Nous ne sommes pas hors du temps. 2017 marque, après la crise financière puis économique de cette décennie, le début d’une crise politique qui oppose deux tendances au sein du camp de l’oligarchie : celle de Trump ou du Brexit qui a tout à perdre de la dissolution des Nations (bourgeoisie du patrimoine), et qui s’affronte à celle de Wall Street et de la City (oligarchie  financière) qui veut globaliser et détruire tout ce qui pourrait entraver la “libre-circulation” du Capital.

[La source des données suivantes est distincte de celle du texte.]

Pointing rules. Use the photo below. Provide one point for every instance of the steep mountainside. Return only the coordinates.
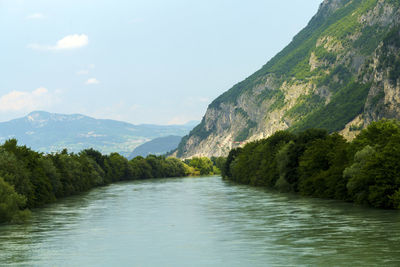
(157, 146)
(49, 132)
(340, 73)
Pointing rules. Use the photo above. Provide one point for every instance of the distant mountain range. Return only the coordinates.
(157, 146)
(50, 132)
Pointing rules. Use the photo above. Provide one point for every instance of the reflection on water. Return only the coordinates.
(198, 222)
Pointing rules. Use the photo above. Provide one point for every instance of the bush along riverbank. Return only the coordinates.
(315, 163)
(29, 179)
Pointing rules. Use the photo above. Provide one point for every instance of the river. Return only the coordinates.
(201, 222)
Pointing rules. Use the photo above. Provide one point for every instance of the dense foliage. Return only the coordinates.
(315, 163)
(29, 179)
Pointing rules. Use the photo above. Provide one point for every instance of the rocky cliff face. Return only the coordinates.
(340, 73)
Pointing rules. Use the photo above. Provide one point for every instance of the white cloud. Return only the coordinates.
(35, 16)
(27, 101)
(92, 81)
(83, 72)
(67, 43)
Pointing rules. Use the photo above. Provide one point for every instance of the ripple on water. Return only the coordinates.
(201, 222)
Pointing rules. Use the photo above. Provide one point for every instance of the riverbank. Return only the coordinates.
(200, 222)
(317, 164)
(29, 179)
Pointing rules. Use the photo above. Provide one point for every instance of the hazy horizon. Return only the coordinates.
(141, 62)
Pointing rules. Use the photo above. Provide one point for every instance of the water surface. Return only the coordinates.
(201, 222)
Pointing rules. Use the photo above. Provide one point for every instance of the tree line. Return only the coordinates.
(29, 179)
(315, 163)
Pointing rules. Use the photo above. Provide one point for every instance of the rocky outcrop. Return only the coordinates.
(341, 72)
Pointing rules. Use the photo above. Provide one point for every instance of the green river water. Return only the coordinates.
(201, 222)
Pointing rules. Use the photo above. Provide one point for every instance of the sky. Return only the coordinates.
(140, 61)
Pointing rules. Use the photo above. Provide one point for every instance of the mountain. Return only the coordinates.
(49, 132)
(157, 146)
(340, 72)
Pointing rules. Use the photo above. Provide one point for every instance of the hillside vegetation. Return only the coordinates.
(314, 163)
(29, 179)
(340, 73)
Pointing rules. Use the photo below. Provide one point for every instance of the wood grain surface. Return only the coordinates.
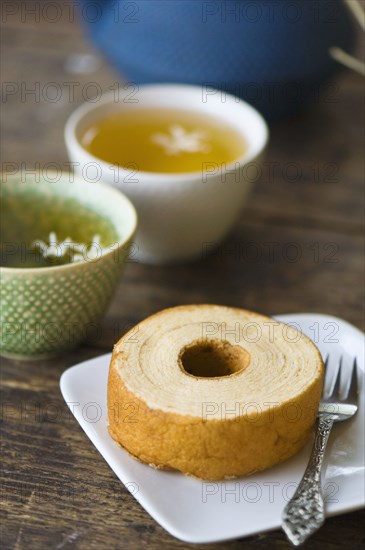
(57, 492)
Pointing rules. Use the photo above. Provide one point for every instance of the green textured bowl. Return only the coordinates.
(46, 310)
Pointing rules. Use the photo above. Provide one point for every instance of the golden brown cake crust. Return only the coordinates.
(207, 446)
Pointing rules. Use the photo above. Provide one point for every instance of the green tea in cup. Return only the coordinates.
(163, 140)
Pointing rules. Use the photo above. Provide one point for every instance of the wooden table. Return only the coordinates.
(57, 491)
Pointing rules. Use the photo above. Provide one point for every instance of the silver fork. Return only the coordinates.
(305, 512)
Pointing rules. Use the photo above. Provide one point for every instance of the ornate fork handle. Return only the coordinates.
(305, 513)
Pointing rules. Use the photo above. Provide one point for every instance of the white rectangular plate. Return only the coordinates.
(202, 512)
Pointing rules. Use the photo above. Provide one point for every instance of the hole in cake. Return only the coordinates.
(213, 358)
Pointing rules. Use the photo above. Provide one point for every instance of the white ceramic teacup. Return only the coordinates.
(181, 214)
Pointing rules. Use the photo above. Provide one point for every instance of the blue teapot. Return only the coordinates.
(272, 53)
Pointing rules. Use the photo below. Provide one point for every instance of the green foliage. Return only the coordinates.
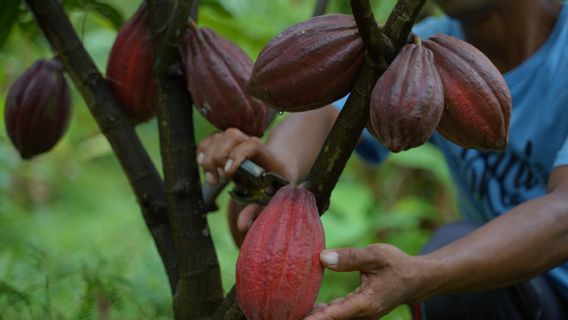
(74, 243)
(9, 10)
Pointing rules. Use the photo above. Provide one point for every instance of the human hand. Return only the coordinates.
(389, 278)
(220, 155)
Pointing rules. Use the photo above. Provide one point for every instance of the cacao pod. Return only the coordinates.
(278, 270)
(37, 108)
(477, 99)
(129, 68)
(408, 100)
(217, 71)
(309, 65)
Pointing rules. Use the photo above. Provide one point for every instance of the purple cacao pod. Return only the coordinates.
(37, 108)
(217, 71)
(309, 65)
(408, 100)
(129, 68)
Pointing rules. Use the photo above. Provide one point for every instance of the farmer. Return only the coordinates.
(507, 258)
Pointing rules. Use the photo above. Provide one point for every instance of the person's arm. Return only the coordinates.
(291, 149)
(526, 241)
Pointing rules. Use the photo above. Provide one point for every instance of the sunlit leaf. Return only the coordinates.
(9, 12)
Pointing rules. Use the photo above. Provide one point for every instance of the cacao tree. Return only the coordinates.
(170, 66)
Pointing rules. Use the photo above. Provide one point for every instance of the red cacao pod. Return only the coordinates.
(129, 68)
(477, 99)
(278, 270)
(309, 65)
(408, 100)
(37, 108)
(217, 71)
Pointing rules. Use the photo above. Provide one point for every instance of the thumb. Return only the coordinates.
(350, 259)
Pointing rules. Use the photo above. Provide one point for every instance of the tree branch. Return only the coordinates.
(199, 289)
(351, 121)
(320, 8)
(377, 43)
(108, 113)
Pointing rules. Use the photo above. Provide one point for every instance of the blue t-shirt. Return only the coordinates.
(489, 183)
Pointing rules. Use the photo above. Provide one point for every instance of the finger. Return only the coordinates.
(318, 307)
(355, 306)
(350, 259)
(250, 149)
(247, 216)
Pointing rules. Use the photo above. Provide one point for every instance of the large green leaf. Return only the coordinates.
(9, 12)
(109, 12)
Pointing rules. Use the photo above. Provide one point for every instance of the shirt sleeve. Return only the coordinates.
(368, 148)
(562, 155)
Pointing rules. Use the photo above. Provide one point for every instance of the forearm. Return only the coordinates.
(518, 245)
(296, 141)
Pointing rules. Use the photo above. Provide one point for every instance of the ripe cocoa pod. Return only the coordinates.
(37, 108)
(278, 270)
(217, 71)
(408, 100)
(129, 68)
(309, 65)
(477, 99)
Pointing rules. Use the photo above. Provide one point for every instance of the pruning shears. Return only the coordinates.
(253, 184)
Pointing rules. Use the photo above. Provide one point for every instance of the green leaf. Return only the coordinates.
(219, 8)
(13, 294)
(9, 12)
(109, 12)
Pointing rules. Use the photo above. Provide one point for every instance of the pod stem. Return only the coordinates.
(351, 121)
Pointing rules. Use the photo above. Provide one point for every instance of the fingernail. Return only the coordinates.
(210, 178)
(221, 173)
(330, 257)
(228, 165)
(249, 224)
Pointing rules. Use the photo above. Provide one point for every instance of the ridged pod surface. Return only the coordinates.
(477, 99)
(309, 65)
(37, 108)
(278, 270)
(129, 68)
(408, 100)
(217, 71)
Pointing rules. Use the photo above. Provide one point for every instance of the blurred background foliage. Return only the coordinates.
(73, 244)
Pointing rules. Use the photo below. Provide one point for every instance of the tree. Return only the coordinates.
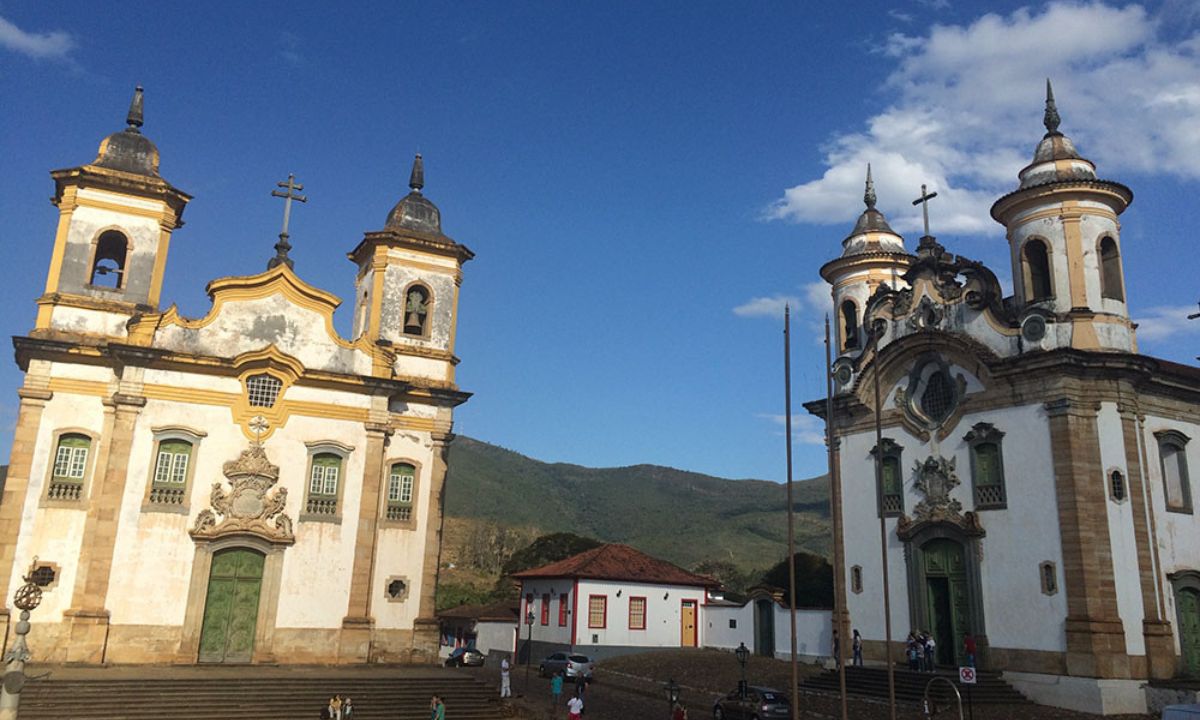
(814, 580)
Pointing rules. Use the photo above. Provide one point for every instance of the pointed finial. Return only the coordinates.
(417, 180)
(135, 117)
(869, 196)
(1051, 118)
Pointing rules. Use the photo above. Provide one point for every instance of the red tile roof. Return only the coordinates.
(621, 563)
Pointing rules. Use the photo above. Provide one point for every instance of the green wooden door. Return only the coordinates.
(1189, 630)
(948, 607)
(231, 610)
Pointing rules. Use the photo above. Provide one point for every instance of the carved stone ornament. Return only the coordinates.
(251, 505)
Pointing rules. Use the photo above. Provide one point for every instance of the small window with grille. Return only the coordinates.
(263, 390)
(400, 491)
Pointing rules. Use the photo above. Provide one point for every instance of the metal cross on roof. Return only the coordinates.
(923, 201)
(288, 195)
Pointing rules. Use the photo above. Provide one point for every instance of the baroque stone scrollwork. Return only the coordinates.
(252, 504)
(936, 478)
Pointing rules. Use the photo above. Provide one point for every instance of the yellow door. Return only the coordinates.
(688, 624)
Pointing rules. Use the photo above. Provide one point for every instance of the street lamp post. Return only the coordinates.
(27, 598)
(528, 647)
(672, 696)
(742, 654)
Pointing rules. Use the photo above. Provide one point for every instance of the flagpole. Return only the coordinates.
(791, 515)
(883, 526)
(839, 557)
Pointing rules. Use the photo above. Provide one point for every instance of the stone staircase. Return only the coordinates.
(255, 693)
(873, 682)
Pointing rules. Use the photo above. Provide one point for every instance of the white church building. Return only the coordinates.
(246, 486)
(1035, 467)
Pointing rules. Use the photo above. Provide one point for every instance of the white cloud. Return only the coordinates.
(55, 45)
(965, 109)
(766, 307)
(1165, 323)
(807, 429)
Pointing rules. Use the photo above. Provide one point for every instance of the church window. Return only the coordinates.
(598, 611)
(263, 390)
(108, 265)
(1173, 455)
(172, 463)
(70, 467)
(1117, 485)
(417, 311)
(1049, 575)
(1037, 270)
(401, 481)
(323, 479)
(891, 490)
(1110, 270)
(987, 467)
(849, 325)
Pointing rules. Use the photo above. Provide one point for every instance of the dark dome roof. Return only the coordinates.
(414, 211)
(129, 150)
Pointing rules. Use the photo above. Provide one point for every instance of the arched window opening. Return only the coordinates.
(108, 267)
(1037, 271)
(417, 311)
(1110, 270)
(849, 325)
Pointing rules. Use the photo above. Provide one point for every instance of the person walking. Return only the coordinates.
(556, 690)
(575, 708)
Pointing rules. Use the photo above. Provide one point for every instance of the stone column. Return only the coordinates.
(88, 617)
(1095, 635)
(1155, 628)
(16, 489)
(425, 628)
(354, 642)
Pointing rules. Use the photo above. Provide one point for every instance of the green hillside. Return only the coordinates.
(681, 516)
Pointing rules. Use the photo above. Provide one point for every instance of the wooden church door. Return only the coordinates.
(231, 609)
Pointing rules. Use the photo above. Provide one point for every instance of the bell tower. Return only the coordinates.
(871, 255)
(115, 220)
(1065, 241)
(407, 288)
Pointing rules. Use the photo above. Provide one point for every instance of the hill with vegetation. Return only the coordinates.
(684, 517)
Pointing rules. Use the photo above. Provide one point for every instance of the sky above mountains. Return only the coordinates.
(645, 185)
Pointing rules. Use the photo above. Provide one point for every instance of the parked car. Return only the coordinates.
(760, 703)
(465, 657)
(574, 665)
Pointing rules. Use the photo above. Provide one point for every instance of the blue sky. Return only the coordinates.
(645, 184)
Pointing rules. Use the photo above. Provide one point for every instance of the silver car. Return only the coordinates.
(567, 663)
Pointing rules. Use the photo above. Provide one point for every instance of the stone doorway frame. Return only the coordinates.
(268, 599)
(915, 539)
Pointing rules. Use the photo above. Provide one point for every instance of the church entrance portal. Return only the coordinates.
(947, 601)
(231, 607)
(1188, 607)
(765, 628)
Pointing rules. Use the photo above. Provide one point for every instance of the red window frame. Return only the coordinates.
(631, 625)
(604, 612)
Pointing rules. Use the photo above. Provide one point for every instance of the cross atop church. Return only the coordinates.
(923, 201)
(288, 195)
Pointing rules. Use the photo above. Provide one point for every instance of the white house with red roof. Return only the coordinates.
(612, 600)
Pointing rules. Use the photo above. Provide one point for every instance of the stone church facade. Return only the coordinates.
(247, 486)
(1033, 468)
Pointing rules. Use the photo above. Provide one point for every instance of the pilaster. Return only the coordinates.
(1095, 633)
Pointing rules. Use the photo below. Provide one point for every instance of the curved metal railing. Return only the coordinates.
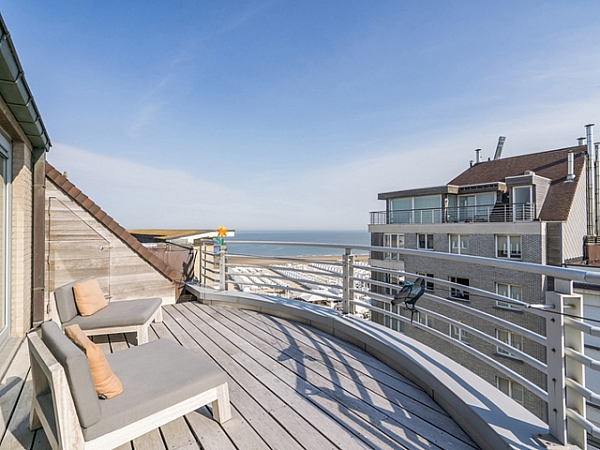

Dans cette situation de tension, le peuple doit garder son autonomie et lutter pour ses propres intérêts, sinon il sera instrumentalisé et servira la cause d’une ou l’autre fraction de  la bourgeoisie. Pour cela, le combat laïque et social doit servir de levier pour l’émancipation, en appuyant et en développant l’unité des salarié-e-s, des chômeurs/chômeuses, des précaires, etc. Il faut donc lutter pour ce qui nous unit et combattre ce qui nous divise artificiellement.Cette volonté d’unité démasquera ceux qui détournent et falsifient la laïcité afin de stigmatiser les seuls musulmans, ou encore ceux qui rêvent d’un « Concordat » avec les autorités religieuses islamiques comme sous Napoléon ou en Alsace-Moselle encore aujourd’hui.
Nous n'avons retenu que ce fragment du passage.